The end-of-mission statement acknowledges that “programme implementation has been strong, and the discussions have made considerable progress in several areas”, including fiscal consolidation for durable reduction in public debt, tight monetary policy to keep inflation in check, energy sector reforms, the structural reform agenda to accelerate growth, social protection, and health and education spending.
That the IMF and authorities here have “made significant progress towards reaching a staff-level agreement on the first review” underlines that the talks did not encounter any major impediment — a rare occasion in recent years where the lender has refrained from imposing stricter conditions after scrutiny of its programmes in spite of delays in the execution of certain goals and failure to meet benchmark targets.
However, this is where the story of the first review ends and future challenges begins. For now, the IMF has apparently ignored some delays and slippages. Whether it will continue to provide similar waivers on unmet goals over the remaining life of the bailout or start tightening the screws will be known once the Memorandum of Economic and Fiscal Policies is released by the lender and talks over the next budget conclude.
More worrisome is the increasing impatience with slow economic growth, as real estate tycoons scramble to persuade the prime minister to push faster growth by granting yet another tax amnesty and other concessions to the housing sector.
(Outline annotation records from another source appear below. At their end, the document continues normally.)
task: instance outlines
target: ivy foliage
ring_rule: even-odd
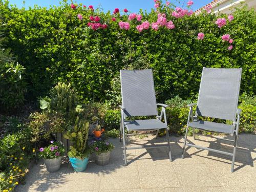
[[[215,21],[226,15],[203,12],[177,18],[172,16],[172,11],[165,7],[161,10],[175,29],[161,27],[139,33],[136,27],[141,23],[137,21],[129,22],[128,31],[120,29],[118,22],[127,22],[126,14],[92,11],[82,5],[72,9],[65,2],[58,7],[36,6],[27,10],[0,2],[0,15],[8,26],[7,46],[26,69],[32,97],[45,94],[61,81],[71,82],[86,101],[115,100],[111,93],[117,93],[113,82],[118,79],[119,70],[152,68],[159,102],[178,95],[193,99],[203,67],[242,68],[241,93],[255,94],[254,10],[246,6],[237,9],[232,13],[234,19],[220,29]],[[140,13],[142,22],[157,19],[153,9]],[[78,14],[82,14],[82,20]],[[94,31],[87,27],[91,15],[99,16],[108,28]],[[114,16],[116,22],[112,20]],[[202,40],[197,38],[199,32],[205,34]],[[225,34],[233,39],[232,50],[227,49],[228,42],[222,41]]]

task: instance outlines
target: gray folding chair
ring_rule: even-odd
[[[232,157],[231,172],[233,172],[239,119],[242,111],[237,108],[241,73],[242,69],[203,68],[195,116],[193,116],[193,106],[197,104],[193,103],[188,105],[189,107],[189,112],[182,159],[184,158],[186,145],[219,153]],[[229,120],[232,121],[233,123],[229,125],[203,121],[198,119],[198,116]],[[189,126],[193,127],[194,139],[195,128],[209,132],[228,134],[231,136],[234,134],[234,140],[221,138],[234,142],[233,153],[187,143],[187,132]]]
[[[164,104],[157,104],[154,86],[152,70],[120,70],[121,89],[122,105],[121,108],[121,122],[120,141],[122,134],[123,151],[124,154],[124,165],[127,165],[126,150],[145,148],[157,148],[168,146],[169,158],[172,161],[170,147],[169,139],[169,128],[167,125],[165,108],[168,105]],[[160,116],[158,115],[157,105],[162,106]],[[163,115],[164,123],[161,121]],[[156,116],[156,119],[126,120],[126,117]],[[128,132],[156,131],[161,129],[166,130],[167,144],[145,145],[144,146],[126,147],[125,136],[145,133],[127,134],[124,132],[126,127]],[[152,133],[151,133],[152,134]]]

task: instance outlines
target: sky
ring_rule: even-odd
[[[34,5],[38,5],[41,7],[49,7],[51,5],[59,5],[59,2],[62,0],[25,0],[25,7],[28,8],[29,7],[33,7]],[[177,6],[181,7],[184,4],[184,7],[186,5],[186,3],[188,0],[168,0],[169,2],[174,3]],[[23,0],[9,0],[10,4],[16,4],[19,8],[24,6]],[[194,5],[191,8],[193,11],[201,8],[205,5],[208,4],[212,0],[194,0]],[[70,2],[70,0],[68,0]],[[163,1],[165,2],[165,1]],[[179,3],[179,2],[180,2]],[[108,10],[113,11],[113,10],[118,8],[120,10],[126,8],[131,12],[137,13],[139,11],[140,9],[146,10],[150,12],[151,9],[154,8],[155,3],[154,0],[74,0],[73,2],[76,2],[78,4],[82,3],[88,6],[93,5],[94,7],[96,8],[99,6],[102,7],[104,12]]]

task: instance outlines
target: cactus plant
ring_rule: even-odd
[[[62,113],[67,118],[72,119],[75,116],[78,98],[76,93],[68,85],[58,82],[53,89],[50,109]]]
[[[77,117],[75,125],[71,127],[64,134],[63,136],[65,138],[70,140],[73,142],[73,146],[71,147],[71,153],[69,154],[70,157],[83,159],[90,155],[89,150],[87,147],[89,128],[89,121],[83,120],[79,120],[79,117]],[[71,154],[71,155],[70,155],[70,154]]]

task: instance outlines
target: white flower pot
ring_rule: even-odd
[[[44,159],[45,164],[48,172],[52,173],[58,170],[60,167],[61,157],[53,159]]]

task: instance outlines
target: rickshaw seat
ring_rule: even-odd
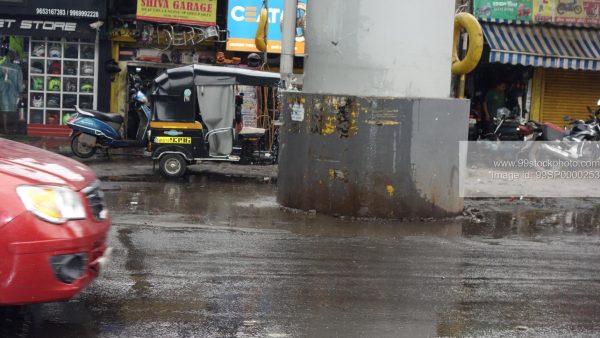
[[[264,135],[267,130],[265,128],[242,127],[240,135]]]

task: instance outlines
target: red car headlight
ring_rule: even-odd
[[[17,195],[25,208],[44,221],[62,224],[72,219],[84,219],[81,197],[69,188],[43,185],[22,185]]]

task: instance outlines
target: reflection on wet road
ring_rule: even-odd
[[[470,201],[467,217],[376,222],[283,210],[270,184],[195,179],[106,182],[110,269],[70,302],[3,309],[0,336],[592,337],[600,329],[593,201]]]

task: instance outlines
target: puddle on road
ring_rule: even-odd
[[[595,200],[467,200],[466,215],[441,221],[370,221],[289,210],[276,186],[238,177],[190,176],[181,181],[104,182],[116,215],[161,216],[158,222],[285,230],[315,236],[511,236],[600,234]],[[165,215],[176,215],[164,218]],[[117,217],[117,220],[119,218]]]

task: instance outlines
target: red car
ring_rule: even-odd
[[[99,181],[69,158],[0,138],[0,305],[67,300],[109,260]]]

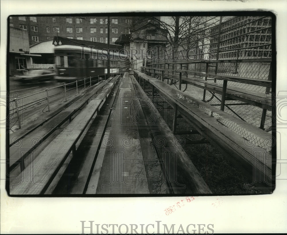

The same group, which had convinced Imran Khan’s government to allow a tax amnesty and lucrative incentives for the construction industry, is now active, and trying to coax Shehbaz Sharif to grant it something similar. Stepping into this trap would be suicidal, both economically and politically.
Ordinary people have paid a heavy price because of such experiments and do not have any strength to repeat them. The government would be doing them and itself a favour by focusing solely on restructuring the economy, preparing it for durable growth by attracting foreign private investments to boost productivity and exports rather than embarking on wasteful misadventures.
So far the government is delaying any decisions on such proposals. But for how long? Facing a formidable political challenge from the PTI in its stronghold of Punjab, it will increasingly come under pressure from ‘pro-growth’ lobbies within its own ranks and from outside in the coming months. Any unseen inflows from the Gulf could make it jettison the reforms agenda and pursue consumption-based growth. That would be nothing short of a disaster for the country and its people.